新規薬剤の同定のためのスクリーニング方法

薬剤候補を同定するためのスクリーニング方法であって、次の工程:a)天然に生じる病原性非識別tRNAシンテターゼをコードする遺伝子配列を含む発現ベクターを取得し;b)単離された哺乳動物細胞を発現ベクターで形質転換し;c)(b)から得られる組換え細胞を、病原性tRNAシンテターゼの発現を可能にする条件下で栄養培地中で増殖させ、病原性tRNAシンテターゼを発現させて細胞死又は細胞分裂速度の減少を生じさせから得られる組換え細胞を、細胞死又は細胞分裂速度の減少を生じさせ;d)試験される物質を提供し;e)得られた細胞増殖を分析することを含み、ここで細胞増殖の増加があれば、該物質が病原性tRNAシンテターゼの活性を選択的に阻害しその細胞オルソログに影響を及ぼさず、該物質が薬剤候補である方法。

【発明の詳細な説明】
【技術分野】
【0001】
本発明は新規の薬剤の同定を可能にする新規なスクリーニング方法に関する。

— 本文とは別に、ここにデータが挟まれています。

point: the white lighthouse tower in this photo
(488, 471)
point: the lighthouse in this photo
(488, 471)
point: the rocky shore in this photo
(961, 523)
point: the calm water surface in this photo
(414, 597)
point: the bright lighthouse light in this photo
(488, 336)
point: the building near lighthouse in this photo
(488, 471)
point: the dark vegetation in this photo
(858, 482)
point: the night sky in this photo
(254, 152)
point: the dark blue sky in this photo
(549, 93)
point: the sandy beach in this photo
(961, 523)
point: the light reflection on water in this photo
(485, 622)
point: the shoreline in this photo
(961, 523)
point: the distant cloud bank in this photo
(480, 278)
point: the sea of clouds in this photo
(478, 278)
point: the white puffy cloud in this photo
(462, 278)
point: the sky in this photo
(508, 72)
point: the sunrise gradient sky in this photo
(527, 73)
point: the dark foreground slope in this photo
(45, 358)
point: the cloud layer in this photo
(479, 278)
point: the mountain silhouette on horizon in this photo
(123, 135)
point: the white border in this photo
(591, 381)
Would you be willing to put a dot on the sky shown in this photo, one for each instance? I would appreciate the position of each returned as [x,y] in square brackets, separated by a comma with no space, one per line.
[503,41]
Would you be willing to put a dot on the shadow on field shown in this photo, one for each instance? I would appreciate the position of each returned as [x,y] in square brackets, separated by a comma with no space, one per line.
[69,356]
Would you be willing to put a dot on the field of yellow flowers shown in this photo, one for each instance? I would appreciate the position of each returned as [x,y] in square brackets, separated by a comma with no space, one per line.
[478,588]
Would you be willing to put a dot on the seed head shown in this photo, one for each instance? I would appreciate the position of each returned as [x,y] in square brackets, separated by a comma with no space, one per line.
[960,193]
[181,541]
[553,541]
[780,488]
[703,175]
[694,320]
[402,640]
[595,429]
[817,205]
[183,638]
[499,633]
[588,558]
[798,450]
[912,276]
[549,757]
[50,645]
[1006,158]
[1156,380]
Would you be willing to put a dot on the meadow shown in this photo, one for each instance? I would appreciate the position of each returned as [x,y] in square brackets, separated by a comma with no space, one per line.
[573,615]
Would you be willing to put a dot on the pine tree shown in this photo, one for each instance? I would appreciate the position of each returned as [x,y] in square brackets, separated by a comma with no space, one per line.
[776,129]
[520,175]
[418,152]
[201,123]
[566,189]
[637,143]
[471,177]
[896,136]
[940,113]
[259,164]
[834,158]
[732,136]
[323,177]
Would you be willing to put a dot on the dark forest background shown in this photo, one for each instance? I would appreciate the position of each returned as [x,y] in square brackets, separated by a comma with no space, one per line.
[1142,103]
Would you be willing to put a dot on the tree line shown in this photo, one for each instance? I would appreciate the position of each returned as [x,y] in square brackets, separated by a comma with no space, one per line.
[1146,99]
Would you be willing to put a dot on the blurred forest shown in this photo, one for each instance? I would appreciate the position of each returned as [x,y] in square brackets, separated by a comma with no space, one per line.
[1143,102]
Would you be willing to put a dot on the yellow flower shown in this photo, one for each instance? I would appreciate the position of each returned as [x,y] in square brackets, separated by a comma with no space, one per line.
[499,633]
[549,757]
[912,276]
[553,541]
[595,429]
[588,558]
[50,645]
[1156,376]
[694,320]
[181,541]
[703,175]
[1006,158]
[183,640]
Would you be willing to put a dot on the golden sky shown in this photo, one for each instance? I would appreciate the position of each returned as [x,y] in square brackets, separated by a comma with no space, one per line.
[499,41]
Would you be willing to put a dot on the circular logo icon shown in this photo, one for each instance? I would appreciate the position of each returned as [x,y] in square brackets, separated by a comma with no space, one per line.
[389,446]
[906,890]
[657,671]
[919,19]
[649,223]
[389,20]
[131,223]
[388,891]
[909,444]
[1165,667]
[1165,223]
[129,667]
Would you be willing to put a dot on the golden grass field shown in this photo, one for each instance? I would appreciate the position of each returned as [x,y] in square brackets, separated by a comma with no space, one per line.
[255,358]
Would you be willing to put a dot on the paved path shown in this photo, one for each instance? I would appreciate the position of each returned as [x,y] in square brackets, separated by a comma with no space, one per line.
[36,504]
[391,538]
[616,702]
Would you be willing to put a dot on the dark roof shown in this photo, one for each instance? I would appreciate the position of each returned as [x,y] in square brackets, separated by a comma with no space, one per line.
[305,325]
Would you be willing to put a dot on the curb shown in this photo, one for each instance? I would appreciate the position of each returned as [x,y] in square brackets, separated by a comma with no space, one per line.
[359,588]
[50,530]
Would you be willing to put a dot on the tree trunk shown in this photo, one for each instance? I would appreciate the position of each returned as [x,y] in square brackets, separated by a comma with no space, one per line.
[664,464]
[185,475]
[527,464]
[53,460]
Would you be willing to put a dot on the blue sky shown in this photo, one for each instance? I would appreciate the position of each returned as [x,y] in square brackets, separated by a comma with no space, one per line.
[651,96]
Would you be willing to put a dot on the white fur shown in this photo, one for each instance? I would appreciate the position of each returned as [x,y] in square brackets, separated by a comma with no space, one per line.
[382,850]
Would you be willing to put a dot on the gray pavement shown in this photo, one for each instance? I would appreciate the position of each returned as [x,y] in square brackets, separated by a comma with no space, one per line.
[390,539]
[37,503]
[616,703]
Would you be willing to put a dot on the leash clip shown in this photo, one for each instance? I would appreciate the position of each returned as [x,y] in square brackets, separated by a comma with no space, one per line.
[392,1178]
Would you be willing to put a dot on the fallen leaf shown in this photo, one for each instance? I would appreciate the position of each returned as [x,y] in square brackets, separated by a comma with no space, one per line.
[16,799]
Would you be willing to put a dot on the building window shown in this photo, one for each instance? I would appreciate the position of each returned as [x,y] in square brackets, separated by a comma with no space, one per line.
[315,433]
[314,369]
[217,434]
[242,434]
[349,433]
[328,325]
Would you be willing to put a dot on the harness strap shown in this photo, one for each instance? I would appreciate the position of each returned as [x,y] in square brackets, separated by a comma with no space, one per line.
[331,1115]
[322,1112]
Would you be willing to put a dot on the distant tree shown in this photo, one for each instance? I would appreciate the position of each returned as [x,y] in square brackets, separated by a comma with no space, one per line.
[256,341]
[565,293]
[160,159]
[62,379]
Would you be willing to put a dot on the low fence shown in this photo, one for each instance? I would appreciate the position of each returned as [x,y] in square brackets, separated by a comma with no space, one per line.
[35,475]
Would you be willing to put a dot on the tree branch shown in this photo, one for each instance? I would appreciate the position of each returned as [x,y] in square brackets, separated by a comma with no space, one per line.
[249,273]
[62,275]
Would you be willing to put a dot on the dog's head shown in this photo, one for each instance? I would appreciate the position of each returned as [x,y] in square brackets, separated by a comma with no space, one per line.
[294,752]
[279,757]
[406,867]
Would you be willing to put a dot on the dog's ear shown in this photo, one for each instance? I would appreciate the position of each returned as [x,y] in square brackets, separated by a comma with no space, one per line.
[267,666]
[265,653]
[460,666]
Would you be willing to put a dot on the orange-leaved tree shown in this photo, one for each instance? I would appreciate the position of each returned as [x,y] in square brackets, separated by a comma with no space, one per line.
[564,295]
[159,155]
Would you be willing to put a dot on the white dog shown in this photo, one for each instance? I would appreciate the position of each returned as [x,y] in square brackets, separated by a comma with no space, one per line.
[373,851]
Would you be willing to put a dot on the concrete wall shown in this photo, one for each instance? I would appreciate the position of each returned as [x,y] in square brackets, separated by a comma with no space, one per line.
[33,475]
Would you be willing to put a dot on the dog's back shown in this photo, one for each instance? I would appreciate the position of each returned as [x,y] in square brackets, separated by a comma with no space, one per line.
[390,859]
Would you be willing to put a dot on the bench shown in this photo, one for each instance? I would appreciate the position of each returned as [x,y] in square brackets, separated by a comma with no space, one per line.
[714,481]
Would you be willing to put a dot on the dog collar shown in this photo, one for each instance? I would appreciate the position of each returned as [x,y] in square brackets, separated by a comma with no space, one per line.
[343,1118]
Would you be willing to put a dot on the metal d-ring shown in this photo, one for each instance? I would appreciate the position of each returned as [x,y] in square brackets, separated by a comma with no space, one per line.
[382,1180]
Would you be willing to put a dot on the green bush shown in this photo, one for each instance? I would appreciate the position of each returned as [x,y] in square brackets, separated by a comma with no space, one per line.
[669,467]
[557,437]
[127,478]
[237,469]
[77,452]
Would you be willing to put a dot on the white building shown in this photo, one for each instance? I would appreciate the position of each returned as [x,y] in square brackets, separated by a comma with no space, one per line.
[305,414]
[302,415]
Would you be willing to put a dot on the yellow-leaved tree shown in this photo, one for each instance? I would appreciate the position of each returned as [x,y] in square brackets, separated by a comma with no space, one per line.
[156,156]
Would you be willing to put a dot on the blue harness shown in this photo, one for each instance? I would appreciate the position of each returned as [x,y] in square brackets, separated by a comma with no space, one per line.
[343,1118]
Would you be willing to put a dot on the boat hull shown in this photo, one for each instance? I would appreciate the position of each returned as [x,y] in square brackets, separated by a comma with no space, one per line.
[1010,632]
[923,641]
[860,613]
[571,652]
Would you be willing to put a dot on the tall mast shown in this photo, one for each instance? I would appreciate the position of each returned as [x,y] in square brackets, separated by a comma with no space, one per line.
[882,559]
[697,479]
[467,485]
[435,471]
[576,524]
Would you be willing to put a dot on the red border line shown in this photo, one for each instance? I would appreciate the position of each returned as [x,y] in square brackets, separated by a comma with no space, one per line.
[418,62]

特に、本発明は、とりわけ抗菌剤及び抗真菌剤として有用であるアミノアシル−tRNAシンテターゼ(ARS)の選択のためのスクリーニング方法に関する。
【背景技術】
【0002】
現代の薬剤発見プログラムでは、ロボットシステムと組み合わせて化学ライブラリーを使用し、与えられた反応に対する多数の化合物の効果を迅速に評価する。このアプローチ法には二つの大きな欠点がある。第一は、候補化合物を同定するために、簡単にモニターできる生化学アッセイ法をしばしば開発する必要がある。この過程には費用がかかり、選択される薬剤の潜在的なネガティブな効果のため感度が悪い。第二に、このアプローチ法はバイオアベイラビリティ及び毒性パラメータを無視している。最初に選択される殆どの化合物は、溶解性、バイオアベイラビリティ、又は毒性の問題のため、後で捨てられる。
【0003】
アミノアシル−tRNAシンテターゼ(以下いわゆる「ARS」)は、それらが普遍的に分布する必須の酵素で、その祖先の性質が特異的阻害剤の選択を可能にするので、薬剤開発のための理想的な標的になる。また、それらは可溶性で、安定であり、発現が容易で多量の精製ができ、一又は複数の方法によるアッセイが簡単にできる。X線構造は例えば全てのシンテターゼに対して入手でき、アミノアシル化反応メカニズムについて多くのことが知られている(Weygand-Durasevic I.等, "Yeast seryl-tRNA synthetase expressed in Escherichia coli recognizes bacterial serine-specific tRNAs in vivo", Eur. J. Biochem., 1993, vol. 214, pp.869-877を参照)。
【0004】
ARSは同族tRNAに対する特異的アミノ酸のライゲーションを触媒する。この反応は単一の活性部位ドメイン内で起こり、典型的には2段階で進行する。先ず、アミノ酸がATPで活性化されてアミノアシルアデニル酸を形成しピロリン酸を放出する。ついで、アミノ酸がtRNAの3’末端に移動してアミノアシル−tRNA及びAMPを生成する。この2段階反応は、特異的ヌクレオチドトリプレット(tRNAアンチコドン)を特異的アミノ酸に結合させることによって遺伝暗号を樹立する。各アミノ酸は、普遍的に分布しているそれ自身の特異的ARSによって認識される。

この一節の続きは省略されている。